The former England captain and set-piece specialist turned up in the capital last week sporting a full three-piece suit and woollen flat cap - a sort of PK Blinder, if you will - and proceeded to queue for 13 hours to pay his respects to the Queen as she lay in state. He must only be a couple of brownie points away from that knighthood at this stage, surely.
Now, regardless of your views on the Royal Family or the pageantry and deference that have marked this past fortnight, Beckham is universally acknowledged to have done things the right way. If you’re willing to embrace the doublethink of an intrinsically egalitarian queueing system to bow for a dead monarch who you have openly accepted was born to rule over you, then the very least you can do is wait your turn like everybody else.

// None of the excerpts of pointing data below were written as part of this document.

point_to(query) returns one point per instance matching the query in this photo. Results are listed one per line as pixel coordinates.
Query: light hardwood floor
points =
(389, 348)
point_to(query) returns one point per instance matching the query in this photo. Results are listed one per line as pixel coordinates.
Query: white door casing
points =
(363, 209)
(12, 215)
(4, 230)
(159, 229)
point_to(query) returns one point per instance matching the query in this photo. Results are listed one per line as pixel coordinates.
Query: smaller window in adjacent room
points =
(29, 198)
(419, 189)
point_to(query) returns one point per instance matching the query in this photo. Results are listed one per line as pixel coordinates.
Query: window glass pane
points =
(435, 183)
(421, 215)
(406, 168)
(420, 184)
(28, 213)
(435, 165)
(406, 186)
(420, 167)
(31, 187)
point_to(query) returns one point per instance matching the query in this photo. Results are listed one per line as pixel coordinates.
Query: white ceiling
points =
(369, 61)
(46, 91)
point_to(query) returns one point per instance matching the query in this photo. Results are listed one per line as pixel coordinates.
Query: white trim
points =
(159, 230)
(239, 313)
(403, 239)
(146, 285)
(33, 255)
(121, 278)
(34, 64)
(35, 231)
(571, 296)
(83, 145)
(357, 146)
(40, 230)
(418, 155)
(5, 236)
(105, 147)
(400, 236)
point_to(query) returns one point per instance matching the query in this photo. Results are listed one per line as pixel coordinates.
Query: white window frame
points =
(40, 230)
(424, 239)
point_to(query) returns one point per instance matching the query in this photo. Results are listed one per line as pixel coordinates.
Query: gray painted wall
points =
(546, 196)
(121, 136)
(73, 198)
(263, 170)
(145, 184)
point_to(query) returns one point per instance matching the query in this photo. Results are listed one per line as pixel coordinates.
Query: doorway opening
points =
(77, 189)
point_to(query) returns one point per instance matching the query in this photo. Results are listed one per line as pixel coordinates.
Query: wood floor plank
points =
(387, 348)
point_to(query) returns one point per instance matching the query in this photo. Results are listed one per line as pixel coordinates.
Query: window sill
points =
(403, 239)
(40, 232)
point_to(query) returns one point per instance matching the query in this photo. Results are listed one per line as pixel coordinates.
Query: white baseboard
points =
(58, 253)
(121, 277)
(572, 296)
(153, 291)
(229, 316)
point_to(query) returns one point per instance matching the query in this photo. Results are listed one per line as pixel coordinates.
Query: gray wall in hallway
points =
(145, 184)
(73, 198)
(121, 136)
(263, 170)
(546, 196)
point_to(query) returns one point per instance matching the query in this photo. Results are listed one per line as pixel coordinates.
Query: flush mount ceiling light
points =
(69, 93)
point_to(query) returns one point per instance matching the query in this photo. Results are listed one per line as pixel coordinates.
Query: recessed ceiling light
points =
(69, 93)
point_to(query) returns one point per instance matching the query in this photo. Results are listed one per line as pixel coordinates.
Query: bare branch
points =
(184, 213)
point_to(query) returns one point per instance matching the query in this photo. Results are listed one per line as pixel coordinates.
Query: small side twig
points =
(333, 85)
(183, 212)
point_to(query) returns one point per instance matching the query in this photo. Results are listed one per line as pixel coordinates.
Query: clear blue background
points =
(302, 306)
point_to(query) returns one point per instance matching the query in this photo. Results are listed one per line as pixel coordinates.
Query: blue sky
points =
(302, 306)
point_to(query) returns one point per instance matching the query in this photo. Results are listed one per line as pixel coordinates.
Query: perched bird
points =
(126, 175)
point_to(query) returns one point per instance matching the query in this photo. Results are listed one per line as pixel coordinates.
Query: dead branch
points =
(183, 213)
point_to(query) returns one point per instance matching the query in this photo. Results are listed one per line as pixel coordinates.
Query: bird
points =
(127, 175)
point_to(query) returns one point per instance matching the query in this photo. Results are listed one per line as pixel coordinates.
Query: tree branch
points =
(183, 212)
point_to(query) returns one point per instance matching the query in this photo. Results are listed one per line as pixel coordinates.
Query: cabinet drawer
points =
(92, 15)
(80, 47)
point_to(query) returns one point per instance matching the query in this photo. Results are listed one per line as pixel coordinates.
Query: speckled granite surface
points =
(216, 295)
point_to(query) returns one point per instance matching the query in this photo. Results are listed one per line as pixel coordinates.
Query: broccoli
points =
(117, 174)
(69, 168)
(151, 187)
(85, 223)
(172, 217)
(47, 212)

You see, Beckham is one of the good guysTM. Just don’t mention that other five-letter word beginning with a “Q”: Qatar.
This winter, FIFA will debase itself at the altar of grubby oil money with a World Cup that will more closely resemble a festival of human rights abuses.
From the very outset, Qatar’s bid to host the tournament has been mired in controversy. Amnesty International claim that many of the workers who have been drafted in from Bangladesh, India, and Nepal to expedite the refurbishment of the Khalifa Stadium are being subjected to forced labour, appalling living conditions, and effective internment.
The Guardian report that more than 6,500 migrant workers have died in Qatar since the country was awarded the World Cup a decade ago.
Elsewhere, women’s rights are still restricted by male guardianship laws, homosexuality is illegal, and flogging remains an enforceable legal punishment.
Why then, has Beckham voluntarily lent his endorsement to the people who uphold such an antiquated and oppressive social framework? Well, aside from the reported £15 million his ambassadorial role spits out on an annual basis...
In one promotional video, the 47-year-old is filmed travelling throughout the gulf state, eating local food, visiting traditional markets, and riding his motorbike along sprawling desert highways like a metrosexual Hell’s Angel.
“It’s another beautiful day here in Qatar,” he chimes. “This will go down as one of my favourite mornings. People in Qatar are very proud of their culture. The modern and traditional fuse to create something really special.”
He adds: “Qatar really is an incredible place to spend a few days on a stopover.” And I’m sure it is, as long as you’re a straight man with money to burn.
Now, please don’t misconstrue the crux of this article - I don’t for one second believe that David Beckham is fundamentally a bad person, delighting in nefarious business dealings or the subjugation of social minorities. Call it the benefit of the doubt.
Instead, the issue feels like one of ignorance, wilful or otherwise. But really, the problem is that because Becks is so well-respected, so ubiqitously revered, his overt patronage will only serve to dilute and normalise the worst aspects of the Qatari state and its amoral World Cup.
After all, how bad can things really be over there? David Beckham raves about it, and he waited 13 hours to look at a coffin. I even heard he ate some Pringles, you know, like one of us normal idiots.
None of us are perfect, nor are we omniscient in our knowledge of the quiet, insidious wrongs that cause so much misery. But when your word counts for as much as Beckham’s, and when your power to influence is as grand, surely there has to be a greater duty to properly understand the things for which you advocate.
And so, in the name of redressing the balance of public perception, it is now only fair that we send Gordon the Gopher to the Middle East to make his own promotional tourist information video ahead of this winter’s dubious tournament. You’re guilty by association, you furry little scoundrel.